I haven’t the time to research this fully but it is clear that they all
must be classically trained and their presentation is more ‘performance art’
than concert, befitting its origins at various festivals, including the
Edinburgh Festival. They give the audience the mood and character imagery of the
films of the Italian director, Sergio Leone, and faithfully reproduce excerpts
from their epic film scores by Ennio Morricone.
Sergio Leone is no longer with us but his legacy lives on in the cinema legend
he gave birth to, Clint Eastwood, the original ‘Man with No Name’ of
A
Fistful of Dollars,
For a
Few Dollars More
and
The Good, The Bad and The Ugly
films. Clint Eastwood only got the part after many others turned it down and set
about cutting down his lines because there was too much exposition in the first
1964 script. So Clint Eastwood’s iconic screen persona became defined for all of
the major part of his career. Thankfully Eastwood – whose fame began as an actor
in
Rawhide
on TV in 1959 - is still going strong and he is revered as one
of Hollywood’s greatest-ever actor/directors. Ennio Morricone, born a couple of
years before Clint, became a very prolific and respected composer of film music
because of the Leone ‘Dollars Trilogy’ and received an honorary Oscar in 2007,
presented to him by Eastwood, as just one of the many awards his compositions
have garnered during over the years.
The Spaghetti Western Orchestra was in fact first known as ‘The Ennio Morricone
Experience’. Sound and music was very important to Leone’s films, often as a
distraction, to watching a poorly dubbed film because, particularly in the early
days, he used a polyglot cast each speaking in their own language. He used
unusual camera angles, including extreme close-ups, and exaggerated visuals and
sounds. It is these last aspects, as well as, Morricone’s magnificent music that
the Spaghetti Western Orchestra resurrects. The band perform as characters – and
in costumes - from one of Leone’s Wild West town - but remember these ‘Westerns’

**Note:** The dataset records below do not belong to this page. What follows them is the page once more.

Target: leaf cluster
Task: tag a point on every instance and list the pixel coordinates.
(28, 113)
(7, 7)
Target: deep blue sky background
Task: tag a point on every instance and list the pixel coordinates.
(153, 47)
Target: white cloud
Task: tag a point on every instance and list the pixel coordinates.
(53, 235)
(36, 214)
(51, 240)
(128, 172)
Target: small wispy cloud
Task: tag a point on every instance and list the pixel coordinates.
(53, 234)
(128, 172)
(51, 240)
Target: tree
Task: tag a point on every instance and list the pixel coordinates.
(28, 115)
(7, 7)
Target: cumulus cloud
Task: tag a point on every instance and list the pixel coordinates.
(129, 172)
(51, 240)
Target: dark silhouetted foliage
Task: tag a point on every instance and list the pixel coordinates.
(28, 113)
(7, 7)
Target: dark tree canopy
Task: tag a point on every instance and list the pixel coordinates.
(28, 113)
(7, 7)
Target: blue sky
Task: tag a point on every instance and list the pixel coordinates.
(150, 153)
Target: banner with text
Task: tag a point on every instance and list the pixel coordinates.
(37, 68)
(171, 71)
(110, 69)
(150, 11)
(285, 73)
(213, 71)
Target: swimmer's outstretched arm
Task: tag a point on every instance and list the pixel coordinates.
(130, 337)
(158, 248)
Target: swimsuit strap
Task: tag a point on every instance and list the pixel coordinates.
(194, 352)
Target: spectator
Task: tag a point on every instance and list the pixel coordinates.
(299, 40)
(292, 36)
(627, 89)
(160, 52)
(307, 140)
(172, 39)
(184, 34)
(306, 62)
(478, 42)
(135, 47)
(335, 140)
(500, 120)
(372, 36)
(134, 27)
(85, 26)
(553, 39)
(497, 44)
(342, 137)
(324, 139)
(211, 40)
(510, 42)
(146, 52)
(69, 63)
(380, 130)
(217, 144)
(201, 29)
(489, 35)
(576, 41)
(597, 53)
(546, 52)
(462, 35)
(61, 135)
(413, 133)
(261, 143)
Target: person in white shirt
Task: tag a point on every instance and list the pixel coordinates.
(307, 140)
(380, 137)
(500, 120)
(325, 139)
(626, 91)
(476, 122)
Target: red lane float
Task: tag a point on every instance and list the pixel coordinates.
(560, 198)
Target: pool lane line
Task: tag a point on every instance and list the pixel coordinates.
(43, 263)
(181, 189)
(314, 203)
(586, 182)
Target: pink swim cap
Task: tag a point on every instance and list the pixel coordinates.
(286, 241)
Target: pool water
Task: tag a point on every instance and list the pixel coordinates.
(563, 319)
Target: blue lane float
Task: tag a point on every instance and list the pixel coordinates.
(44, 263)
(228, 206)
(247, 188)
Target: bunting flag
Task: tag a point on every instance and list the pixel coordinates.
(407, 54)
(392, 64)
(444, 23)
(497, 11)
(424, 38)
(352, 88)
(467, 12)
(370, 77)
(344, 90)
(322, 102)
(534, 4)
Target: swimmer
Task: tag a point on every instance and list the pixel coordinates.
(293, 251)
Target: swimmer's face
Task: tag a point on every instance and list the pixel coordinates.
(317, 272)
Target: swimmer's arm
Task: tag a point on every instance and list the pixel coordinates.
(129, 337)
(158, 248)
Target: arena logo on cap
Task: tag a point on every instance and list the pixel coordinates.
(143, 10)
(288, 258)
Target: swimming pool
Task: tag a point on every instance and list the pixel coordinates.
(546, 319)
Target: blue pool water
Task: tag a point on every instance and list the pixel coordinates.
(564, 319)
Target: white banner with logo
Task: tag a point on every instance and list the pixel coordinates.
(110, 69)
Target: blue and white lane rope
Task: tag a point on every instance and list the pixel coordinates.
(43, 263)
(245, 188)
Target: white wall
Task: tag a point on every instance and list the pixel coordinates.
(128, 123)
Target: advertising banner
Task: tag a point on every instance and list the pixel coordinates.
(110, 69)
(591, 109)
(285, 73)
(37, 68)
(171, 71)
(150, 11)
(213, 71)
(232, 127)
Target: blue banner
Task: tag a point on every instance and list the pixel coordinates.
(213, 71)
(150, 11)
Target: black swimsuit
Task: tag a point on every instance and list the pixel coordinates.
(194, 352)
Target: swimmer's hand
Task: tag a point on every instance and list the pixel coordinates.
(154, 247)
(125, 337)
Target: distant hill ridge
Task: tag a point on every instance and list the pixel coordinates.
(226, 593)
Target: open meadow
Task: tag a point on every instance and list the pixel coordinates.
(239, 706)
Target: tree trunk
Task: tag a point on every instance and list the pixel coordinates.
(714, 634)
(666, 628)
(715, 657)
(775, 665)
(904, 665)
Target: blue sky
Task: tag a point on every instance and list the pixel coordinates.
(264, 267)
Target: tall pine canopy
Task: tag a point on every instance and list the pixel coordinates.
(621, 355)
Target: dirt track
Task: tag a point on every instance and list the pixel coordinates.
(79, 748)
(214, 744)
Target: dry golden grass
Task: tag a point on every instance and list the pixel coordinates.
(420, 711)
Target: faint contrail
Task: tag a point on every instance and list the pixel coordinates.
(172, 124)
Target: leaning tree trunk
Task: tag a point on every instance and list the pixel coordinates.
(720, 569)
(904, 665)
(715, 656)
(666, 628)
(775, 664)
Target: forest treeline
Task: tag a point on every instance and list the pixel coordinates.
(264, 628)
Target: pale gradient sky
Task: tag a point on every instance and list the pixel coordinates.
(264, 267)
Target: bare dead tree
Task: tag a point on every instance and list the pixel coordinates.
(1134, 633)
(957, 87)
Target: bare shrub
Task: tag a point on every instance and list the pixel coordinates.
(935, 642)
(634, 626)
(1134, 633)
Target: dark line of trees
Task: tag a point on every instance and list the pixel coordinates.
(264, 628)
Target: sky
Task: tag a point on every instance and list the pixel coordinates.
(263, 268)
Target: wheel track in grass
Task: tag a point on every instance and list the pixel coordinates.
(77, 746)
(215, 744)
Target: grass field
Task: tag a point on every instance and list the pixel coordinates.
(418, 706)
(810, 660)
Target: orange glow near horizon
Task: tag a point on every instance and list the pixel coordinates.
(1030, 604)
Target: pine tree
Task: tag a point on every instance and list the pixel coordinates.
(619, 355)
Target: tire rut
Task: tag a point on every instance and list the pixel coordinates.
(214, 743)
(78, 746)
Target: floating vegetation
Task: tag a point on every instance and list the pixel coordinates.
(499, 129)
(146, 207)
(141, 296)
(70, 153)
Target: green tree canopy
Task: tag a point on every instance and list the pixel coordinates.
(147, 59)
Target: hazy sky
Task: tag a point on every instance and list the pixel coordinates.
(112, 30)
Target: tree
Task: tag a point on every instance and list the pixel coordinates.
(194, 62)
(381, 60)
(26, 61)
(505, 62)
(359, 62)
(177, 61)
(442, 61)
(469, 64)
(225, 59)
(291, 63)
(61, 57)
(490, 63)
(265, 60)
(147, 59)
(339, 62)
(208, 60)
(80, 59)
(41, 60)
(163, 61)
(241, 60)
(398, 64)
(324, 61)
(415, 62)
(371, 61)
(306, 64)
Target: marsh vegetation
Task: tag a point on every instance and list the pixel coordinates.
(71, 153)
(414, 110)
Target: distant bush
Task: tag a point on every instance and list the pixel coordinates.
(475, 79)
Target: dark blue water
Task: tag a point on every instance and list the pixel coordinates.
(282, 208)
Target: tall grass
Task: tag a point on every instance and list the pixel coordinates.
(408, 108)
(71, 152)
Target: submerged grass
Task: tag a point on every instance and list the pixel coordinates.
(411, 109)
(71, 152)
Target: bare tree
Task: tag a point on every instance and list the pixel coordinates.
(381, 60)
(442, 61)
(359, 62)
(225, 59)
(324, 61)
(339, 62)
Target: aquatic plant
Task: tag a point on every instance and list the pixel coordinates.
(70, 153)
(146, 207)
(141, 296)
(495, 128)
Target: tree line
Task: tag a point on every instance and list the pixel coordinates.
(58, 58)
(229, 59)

rarely got further West than the Canary Islands. With their faces painted white,
they look more performers in
Cabaret
but it is suggested that there is an
'invisible storyline' where each
character comes alive again at the beginning of the show – conjured by the
sunrise - to bring the music to life again. Added to this is the oft-announced
search by these
shades for someone called ‘Bob Robertson’ (an early pseudonym of Sergio Leone).
Unfortunately this narrative is rather weakly played out and a more coherent
‘plot’ would make the show a more satisfactory experience.
What draws an audience to these shows? Certainly I wanted to see them and
enjoyed the entertaining show, but wouldn’t go again. For me it was the memory
of Eastwood in the films – as well as the magnificent film music – that brought
me to the QEH. I will never forget the experience of seeing these five
exceptional musicians involved in a gunfight, whose sonic world they brought to
us by pushing a microphone into a large box of Kellogg’s Cornflakes – or a
child’s boot into a small box! As well as employing vocal effects; a clapper is
frequently used to provide the gunshots and the musicians ‘play’
innumerable proper instruments
including the remarkable Theremin (for
Once Upon A Time in The West),
timpani,
a vibraphone and unique ones such as, an asthma inhaler, knives, tuned beer
bottles, string can guitar, coat hangers, rusty-door hinge, and at one point a
rope, rubber glove, bouncy ball pump, and cabbage (don’t ask!), that all add to
the sounds we hear.
There is the obligatory
audience participation and as the show ends with a singsong and a reprise of the
theme from The Good, The Bad
and The Ugly it would only
be the hardest of hearts that hadn’t had a feelgood evening.